Although Webb presents her case in a very methodical and entertaining way, she fails to address whether these hacks, namely the creation of a Super Profile, lead to deception or false identities. I will use Papacharissi’s findings, Claudia Mitchell’s definition of bricolage, and an analogy to self-grooming to support my argument. As Papacharissi says, “A performance involves the practice of doing, but also the practices of pointing, underscoring, and displaying the act of doing.” This theory can be seen used in everyday life. Perhaps a scholar prides himself in being intelligent. People who come across this scholar wouldn’t instantaneously know that he is intelligent unless there were cues to lead them to believe he is. Seeing that 80% of communication is visual, this scholar would probably think to wear what is considered professorial clothing, wear glasses (typically associated with intelligence), and perhaps carry around a book to display that he is intelligent. Similarly, a woman might think she is beautiful. However, to underscore this she might wear makeup to emphasize a particularly attractive feature such as her eyes or her high cheekbones. If wearing makeup or choosing to dress a certain way are not considered deceptive practices, then I would like to argue that the social cues in an individual’s online repertoire (biography, avatar, signature, page design, cover photo, header image, relationships, etc.) are comparable to the methods through which we express embedded selves.

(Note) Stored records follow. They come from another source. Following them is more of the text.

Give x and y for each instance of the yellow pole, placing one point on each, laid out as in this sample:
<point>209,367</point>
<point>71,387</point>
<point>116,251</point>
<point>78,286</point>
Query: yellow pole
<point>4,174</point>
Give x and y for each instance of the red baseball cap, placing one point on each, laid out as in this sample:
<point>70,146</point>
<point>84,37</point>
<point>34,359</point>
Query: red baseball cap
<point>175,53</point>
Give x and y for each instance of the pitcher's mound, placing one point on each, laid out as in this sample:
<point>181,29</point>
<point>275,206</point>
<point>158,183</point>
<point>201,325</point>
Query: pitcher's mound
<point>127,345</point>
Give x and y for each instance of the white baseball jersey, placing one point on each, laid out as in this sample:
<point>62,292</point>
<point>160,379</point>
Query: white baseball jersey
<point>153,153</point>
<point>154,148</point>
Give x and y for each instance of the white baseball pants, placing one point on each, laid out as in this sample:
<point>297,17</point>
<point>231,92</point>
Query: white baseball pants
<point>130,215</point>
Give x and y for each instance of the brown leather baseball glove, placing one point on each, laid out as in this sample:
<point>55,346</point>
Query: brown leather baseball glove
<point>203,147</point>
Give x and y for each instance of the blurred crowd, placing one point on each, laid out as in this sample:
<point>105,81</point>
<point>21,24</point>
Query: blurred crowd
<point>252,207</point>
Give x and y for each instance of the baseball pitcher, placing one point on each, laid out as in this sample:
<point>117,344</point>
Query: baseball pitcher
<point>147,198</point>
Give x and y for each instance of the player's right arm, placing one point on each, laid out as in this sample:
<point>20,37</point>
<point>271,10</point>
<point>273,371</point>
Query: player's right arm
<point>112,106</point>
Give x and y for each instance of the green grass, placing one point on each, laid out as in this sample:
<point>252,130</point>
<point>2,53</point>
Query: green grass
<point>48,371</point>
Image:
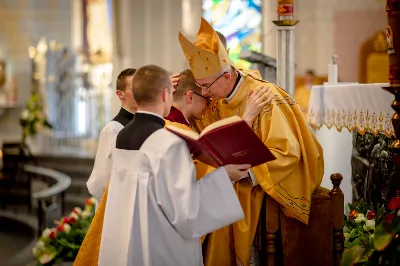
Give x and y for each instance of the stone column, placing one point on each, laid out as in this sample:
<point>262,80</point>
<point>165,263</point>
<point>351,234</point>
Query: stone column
<point>146,32</point>
<point>285,45</point>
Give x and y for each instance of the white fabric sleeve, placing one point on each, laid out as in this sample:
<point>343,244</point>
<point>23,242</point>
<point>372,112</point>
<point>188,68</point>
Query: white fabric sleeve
<point>101,172</point>
<point>194,208</point>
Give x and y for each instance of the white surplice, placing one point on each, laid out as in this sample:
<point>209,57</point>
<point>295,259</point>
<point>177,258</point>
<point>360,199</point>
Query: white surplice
<point>156,210</point>
<point>101,172</point>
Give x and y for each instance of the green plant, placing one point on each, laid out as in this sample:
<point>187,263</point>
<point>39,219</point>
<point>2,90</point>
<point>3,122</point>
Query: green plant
<point>32,117</point>
<point>62,242</point>
<point>384,247</point>
<point>359,226</point>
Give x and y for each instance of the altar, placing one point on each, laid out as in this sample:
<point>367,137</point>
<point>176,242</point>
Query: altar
<point>353,124</point>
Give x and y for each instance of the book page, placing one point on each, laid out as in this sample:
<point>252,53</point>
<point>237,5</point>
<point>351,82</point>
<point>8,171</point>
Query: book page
<point>221,123</point>
<point>188,133</point>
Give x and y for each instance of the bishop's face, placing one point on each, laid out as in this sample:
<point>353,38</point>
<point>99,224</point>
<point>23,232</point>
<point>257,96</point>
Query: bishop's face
<point>216,87</point>
<point>169,97</point>
<point>128,96</point>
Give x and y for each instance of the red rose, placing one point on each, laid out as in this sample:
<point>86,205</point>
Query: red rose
<point>88,202</point>
<point>69,220</point>
<point>53,234</point>
<point>60,228</point>
<point>353,214</point>
<point>371,215</point>
<point>389,217</point>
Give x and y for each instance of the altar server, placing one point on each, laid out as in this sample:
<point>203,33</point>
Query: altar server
<point>156,211</point>
<point>101,172</point>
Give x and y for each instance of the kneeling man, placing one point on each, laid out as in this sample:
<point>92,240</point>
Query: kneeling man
<point>156,211</point>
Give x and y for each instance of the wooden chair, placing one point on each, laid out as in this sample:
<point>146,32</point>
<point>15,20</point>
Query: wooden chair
<point>373,64</point>
<point>288,242</point>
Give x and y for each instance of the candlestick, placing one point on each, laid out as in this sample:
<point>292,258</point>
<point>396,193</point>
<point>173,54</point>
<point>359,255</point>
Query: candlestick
<point>392,38</point>
<point>285,13</point>
<point>285,45</point>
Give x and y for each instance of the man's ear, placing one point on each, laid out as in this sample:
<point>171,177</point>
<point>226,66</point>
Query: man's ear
<point>189,97</point>
<point>228,76</point>
<point>120,94</point>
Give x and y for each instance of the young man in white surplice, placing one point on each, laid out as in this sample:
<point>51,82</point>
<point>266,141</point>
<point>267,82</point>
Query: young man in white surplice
<point>101,172</point>
<point>156,210</point>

Whether online or offline, our identities are bricolage – constructed in action, using whatever cultural and life material is at hand. As Claudia Mitchell and Sandra Weber say, “identity construction involves improvising, experimenting, and blending genres” as well as “creating and modifying meanings to suit the context.” The same way we “muck around” with our embodied identities by wearing Lululemon headbands to appear athletic at the yoga studio but also wearing smoky eyeshadow on a date later in the evening to look sexy, we muck around with our disembodied identities by trying profile pictures that make us seem handsome or adding a famous quote to our signature to underscore a more philosophical side.
In this sense, the “hack” Webb teaches us in her TED Talk is something we’ve known all along. Our identities are an ongoing performance, and regardless of whether others (or even ourselves) see us in a way we want them to or not, we have the power to control our personal narratives through various forms of expression until we’re happy with what we see.